There is also a company called strategix and they offer a community services one for free of that interests you.


----------



## rajurengith (Apr 5, 2013)

Mish said:


> Google "certificate 3 guarantee" there are some courses there that are free but not alot. You will need to contact them. The aged care one is combined with disability services.
> 
> There is also a company called strategix and they offer a community services one for free of that interests you.


Hi mish am living in perth.can u suggest me aged care courses to find a job at fast and easy.tx


----------



## Mish (Jan 13, 2013)

rajurengith said:


> Hi mish am living in perth.can u suggest me aged care courses to find a job at fast and easy.tx


Hi Rajurengith. Sorry I am not sure if Perth offer some free ones like QLD does (though not many). If they don't then the full price will be around $2500. Just google aged care courses Perth and see what appears and then make some phone calls to a few and see which ones you like.

My suggestion is to look for a place where they will make the placement (practice hours) for you that way you don't need to do it yourself. Also from what I have heard about the ones where they find the placement for you is that majority of people will then continue working with them after they finish their placement.

You will also need to make sure that it is an accrediated course that you are looking at.

I know that $2500 might sound like alot of money but they may offer payment plans throughout the course. Also if you think about it once you have a job you will pay for the cost of the course within a few months that beats being unemployed and getting no income for 6 months. Sometimes you have to spend money to make money.
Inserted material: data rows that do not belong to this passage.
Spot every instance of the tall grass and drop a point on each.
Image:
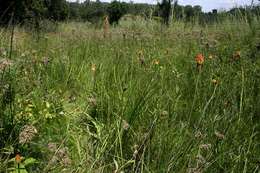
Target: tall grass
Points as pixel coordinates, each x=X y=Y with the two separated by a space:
x=97 y=108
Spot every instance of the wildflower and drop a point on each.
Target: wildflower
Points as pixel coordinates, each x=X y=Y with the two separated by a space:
x=198 y=134
x=18 y=158
x=156 y=62
x=199 y=59
x=92 y=101
x=205 y=146
x=135 y=151
x=5 y=63
x=106 y=26
x=93 y=67
x=164 y=113
x=45 y=60
x=52 y=147
x=3 y=52
x=141 y=57
x=27 y=134
x=125 y=125
x=210 y=56
x=219 y=135
x=215 y=81
x=237 y=55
I did a google search and found this one for you: Cert III in Aged Care

I don't know if they organise the practical for you so you will have to ask about that one. The thing that is good about this one is that the theory is full time where alot of aged courses I have seen are only 2 days a week so therefore take longer to complete (usually 12 weeks [9 weeks theory and 3 weeks prac]).


----------



## rajurengith (Apr 5, 2013)

Mish said:


> Hi Rajurengith. Sorry I am not sure if Perth offer some free ones like QLD does (though not many). If they don't then the full price will be around $2500. Just google aged care courses Perth and see what appears and then make some phone calls to a few and see which ones you like.
> 
> My suggestion is to look for a place where they will make the placement (practice hours) for you that way you don't need to do it yourself. Also from what I have heard about the ones where they find the placement for you is that majority of people will then continue working with them after they finish their placement.
> 
> ...


Thank you very much..really appreciated your effort.beautiful.these information is very useful for me.you are a legend.chears.


----------